Re: Electricians in Energized Cable Trays

The situation of crawing in a energized cable tray that has 480 cables, and you are walking, crawling, laying, etc. on the cables is a very dangerous situation. I can tell you from 45 years of experience on a DuPont Chemical plant,that would not be allowed, period.
If OSHA happened to make an unexpected visit when you were ordered to crawl in the energized cable tray, that would definitely be a heavy fine for that company.
I am an instructor now, and I hear some of the very unsafe actions that some companies allow.
 

petersonra

Senior Member
Location
Northern illinois
Occupation
engineer
Re: Electricians in Energized Cable Trays

I guess it depends on a couple things.

1. Will the cable trays hold your weight?

2. Are you walking directly on the cables? If so, maybe you could make some wooden covers to put over the trays so you walk on them instead of the wires.

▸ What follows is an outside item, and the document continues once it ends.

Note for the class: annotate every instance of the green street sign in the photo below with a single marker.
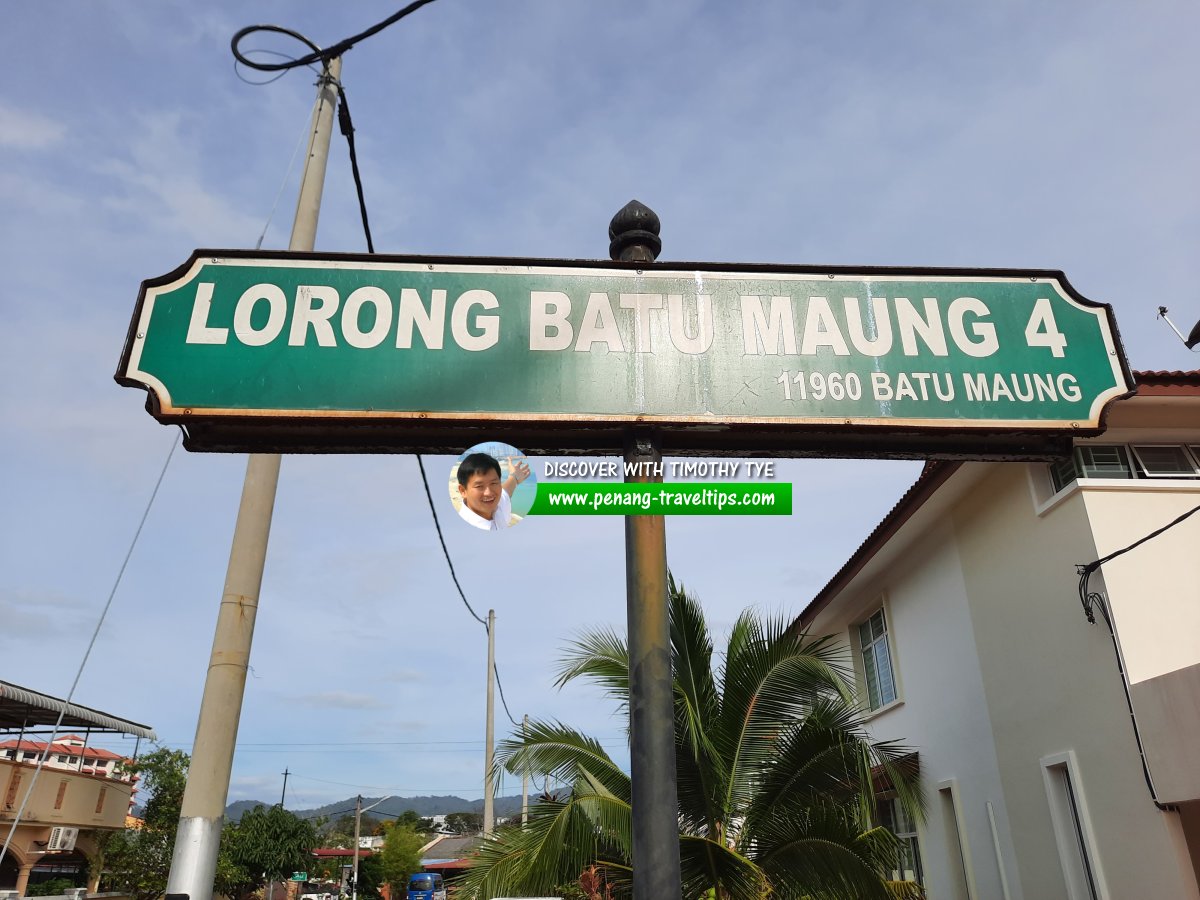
(323, 352)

3. Can you use a lift of some sort instead?

I'm not even overjoyed with adding cables to a cable tray that has live 480V wires in it, much less walking on them. Not withstanding the risk of injuring yourselves, you could also damage a cable. Maybe they'd care about that, if not about you.
 

charlie tuna

Senior Member
Location
Florida
Re: Electricians in Energized Cable Trays

this seems to me a common sense issue --- an open cable tray is no different than an open gutter. if you abuse any energized open conductor you are asking for trouble. i have worked on high voltage (4160v) cable trays and 480 volt trays over aircraft repair facilities without any problems. any area that a conductor could be damaged by any installation work was covered with 3/4" plywood. one of the features or selling point of cable tray systems is the ease of additional cabling!
 

hurk27

Senior Member
Re: Electricians in Energized Cable Trays

Frank
No one can force anyone to do something that is that dangerous! And if they try or even allow this kind of work to go on, this is a company that does not care about their employee's. I would bring it up to management or call OSHA and the labor board. This way you have something to fall back on if your fired for blowing the whistle on them. I have been fired twice for just that. What good is the money you make if your dead! I was let go from a steel fabricating plant because I refused to walk the 80' high crane rails when I knew the crane operators were not being reprimanded for drinking on the job. Management was just looking the other way. :eek: This plant had a history of many death's that was just slipping through. And it wasn't going to be me by another's hand.

Many times we have to take safety into our own hands or we won't live very long.
 
Re: Electricians in Energized Cable Trays

Thank you! That is exactly what I assumed. The measures were applied as mentioned, but no results from the action. Guess I need to leave!!!